Another question as yet unresolved is the automatic EU/NATO pact: join the EU and become a NATO member. While that has worked well in the Baltics and Poland, having a NATO presence in the Caucasus especially is seen as a provocation by Moscow, and it is not hard to understand why – Russia was invaded twice by European powers, France in the Napoleonic era and by Germany in World War Two. The country lost million in battle and wiped out two generations of Russian men who fought in those campaigns. Do the Balkans and Caucasus countries have to follow the exact same NATO model? It seems the EU is silent on this too.

Apart from the EU, however, the regions do have other options when it comes to infrastructure rebuild and trade.

China

China has been pushing its Belt and Road plans throughout the Balkans and Caucasus. They see these areas as access points into Europe. The Chinese have instigated the 16+1 grouping of China (being the one) and sixteen Eastern European nations, including some EU members. China is offering to finance and build much needed infrastructure between non-EU and EU nations; however, there remains friction as the EU insists its rules are to be followed, even when part of the project is outside EU territory. This EU insistence has gotten in the way of some developments, not least the Budapest-Belgrade rail link. It has also upset Budapest, who complain that the EU is exerting too much interference in its sovereignty. In short, if the Hungarians want to build a railway with their neighboring, non-EU member, they wish to be free to do so. Brussels is insisting it has say and overview.

China, meanwhile, although it made its frustrations clear, will not be giving up so easily. Beijing needs supply lines in place to allow China, which is energy and agriculturally poor, to service its future needs. It also needs new markets to access. The 16+1 in the event of Macedonia’s vote against EU wishes is going to become more pro-China as regards Beijing’s Belt and Road Initiative.

Russia: The Eurasian Economic Union

The EAEU is a Moscow-backed trade initiative, essentially the Eastern version of the European Union as a trade bloc. It sits right between the EU, with whom it shares borders with Estonia, Finland, Latvia, Lithuania, and Poland and China. Members include Armenia, Belarus, Kazkahstan, Krygyzstan, and Russia itself. However, the EAEU is also expanding its reach in the form of Free Trade Agreements; China signed off on a deal earlier this year, which while currently non-preferential (it doesn’t yet specify any products) but could easily be changed at a later date. Turkey is also negotiating an FTA with the EAEU. Should Moscow agree to make these FTAs product-specific, and with Turkey and China both onboard, the trade attractiveness of the EAEU as opposed to the EU may start to sway the Balkans and Caucasus back towards Moscow’s “sphere of influence” as opposed to that of the EU’s.

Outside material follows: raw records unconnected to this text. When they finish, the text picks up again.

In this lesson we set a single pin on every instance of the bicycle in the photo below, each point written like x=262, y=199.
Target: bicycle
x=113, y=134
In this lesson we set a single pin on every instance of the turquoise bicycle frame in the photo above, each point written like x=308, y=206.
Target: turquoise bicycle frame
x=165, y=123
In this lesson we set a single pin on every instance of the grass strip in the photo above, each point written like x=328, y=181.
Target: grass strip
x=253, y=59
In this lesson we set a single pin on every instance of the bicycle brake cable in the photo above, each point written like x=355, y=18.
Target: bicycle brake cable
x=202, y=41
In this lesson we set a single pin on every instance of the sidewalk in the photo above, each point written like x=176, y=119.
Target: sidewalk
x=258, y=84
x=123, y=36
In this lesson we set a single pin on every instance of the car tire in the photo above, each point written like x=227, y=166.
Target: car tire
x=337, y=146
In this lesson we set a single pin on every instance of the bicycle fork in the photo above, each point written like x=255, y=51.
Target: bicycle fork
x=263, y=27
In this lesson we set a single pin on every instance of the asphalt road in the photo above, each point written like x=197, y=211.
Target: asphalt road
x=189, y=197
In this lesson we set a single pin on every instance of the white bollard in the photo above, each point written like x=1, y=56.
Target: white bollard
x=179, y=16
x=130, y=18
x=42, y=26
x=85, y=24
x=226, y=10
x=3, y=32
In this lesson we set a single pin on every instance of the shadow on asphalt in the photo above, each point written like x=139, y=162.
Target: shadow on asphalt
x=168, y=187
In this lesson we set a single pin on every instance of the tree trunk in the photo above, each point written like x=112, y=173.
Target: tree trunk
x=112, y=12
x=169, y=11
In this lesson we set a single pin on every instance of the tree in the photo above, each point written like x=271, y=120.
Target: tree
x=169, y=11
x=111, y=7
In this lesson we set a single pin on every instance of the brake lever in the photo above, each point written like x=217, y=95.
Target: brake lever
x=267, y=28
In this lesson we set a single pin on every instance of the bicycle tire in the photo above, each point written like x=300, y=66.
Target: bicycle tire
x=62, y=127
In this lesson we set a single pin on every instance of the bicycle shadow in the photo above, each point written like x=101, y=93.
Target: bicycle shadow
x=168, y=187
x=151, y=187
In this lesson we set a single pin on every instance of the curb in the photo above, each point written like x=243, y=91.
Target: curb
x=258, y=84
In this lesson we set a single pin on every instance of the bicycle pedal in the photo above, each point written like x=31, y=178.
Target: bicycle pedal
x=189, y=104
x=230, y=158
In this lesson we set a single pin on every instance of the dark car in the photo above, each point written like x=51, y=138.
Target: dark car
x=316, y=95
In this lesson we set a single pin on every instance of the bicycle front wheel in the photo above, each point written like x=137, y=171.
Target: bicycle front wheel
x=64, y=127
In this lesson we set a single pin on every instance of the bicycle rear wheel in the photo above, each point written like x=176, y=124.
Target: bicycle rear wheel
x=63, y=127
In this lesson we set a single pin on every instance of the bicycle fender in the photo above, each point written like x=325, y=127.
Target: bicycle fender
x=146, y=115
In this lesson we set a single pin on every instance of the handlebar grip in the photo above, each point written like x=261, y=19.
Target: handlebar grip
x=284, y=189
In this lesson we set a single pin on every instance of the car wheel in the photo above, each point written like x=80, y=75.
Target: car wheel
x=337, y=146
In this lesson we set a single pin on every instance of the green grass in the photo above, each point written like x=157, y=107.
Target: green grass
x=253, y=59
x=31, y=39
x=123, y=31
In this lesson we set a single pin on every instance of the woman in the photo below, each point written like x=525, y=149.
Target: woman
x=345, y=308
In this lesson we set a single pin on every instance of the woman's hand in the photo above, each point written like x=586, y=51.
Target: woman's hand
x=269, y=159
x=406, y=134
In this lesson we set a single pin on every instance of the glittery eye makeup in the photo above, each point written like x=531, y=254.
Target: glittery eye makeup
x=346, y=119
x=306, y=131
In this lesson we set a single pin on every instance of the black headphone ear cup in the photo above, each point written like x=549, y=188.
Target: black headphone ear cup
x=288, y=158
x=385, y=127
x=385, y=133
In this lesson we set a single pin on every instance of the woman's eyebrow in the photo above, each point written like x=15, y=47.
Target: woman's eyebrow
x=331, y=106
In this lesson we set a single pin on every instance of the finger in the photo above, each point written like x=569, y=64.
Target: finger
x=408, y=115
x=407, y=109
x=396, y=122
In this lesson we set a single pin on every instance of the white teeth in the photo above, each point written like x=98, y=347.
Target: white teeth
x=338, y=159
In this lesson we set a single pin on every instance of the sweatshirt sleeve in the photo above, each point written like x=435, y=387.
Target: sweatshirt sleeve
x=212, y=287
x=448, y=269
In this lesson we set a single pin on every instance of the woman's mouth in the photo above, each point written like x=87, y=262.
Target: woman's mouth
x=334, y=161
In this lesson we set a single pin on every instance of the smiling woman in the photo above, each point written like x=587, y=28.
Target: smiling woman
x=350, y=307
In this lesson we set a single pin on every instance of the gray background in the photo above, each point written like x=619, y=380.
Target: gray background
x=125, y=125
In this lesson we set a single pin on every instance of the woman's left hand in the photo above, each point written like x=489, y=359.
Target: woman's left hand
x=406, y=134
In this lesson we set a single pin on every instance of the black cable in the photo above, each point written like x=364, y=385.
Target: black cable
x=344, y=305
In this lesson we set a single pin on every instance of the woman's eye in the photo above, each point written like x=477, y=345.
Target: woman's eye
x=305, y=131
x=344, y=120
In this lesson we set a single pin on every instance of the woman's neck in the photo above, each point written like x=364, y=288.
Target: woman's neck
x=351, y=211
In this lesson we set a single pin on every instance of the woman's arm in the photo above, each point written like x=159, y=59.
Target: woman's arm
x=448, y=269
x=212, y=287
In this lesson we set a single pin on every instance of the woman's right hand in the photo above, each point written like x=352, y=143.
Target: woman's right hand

The Macedonia result has shown that Brussels has underestimated the region and has not understood the regional history, diversity, or the options. The EU is not the only regional player capable of offering “Sustainability and Connectivity” and especially when the EU has shown to both Russia and Turkey, key regional powers, it is not especially interested in either. The question in hand is this: Is the EU acting as a federal power or not? Because if that is the hidden agenda, Russia, China, and Turkey will pick up the loose reins of infrastructure build, financing, and trade within the Balkans, Caucasus, and Eastern Europe.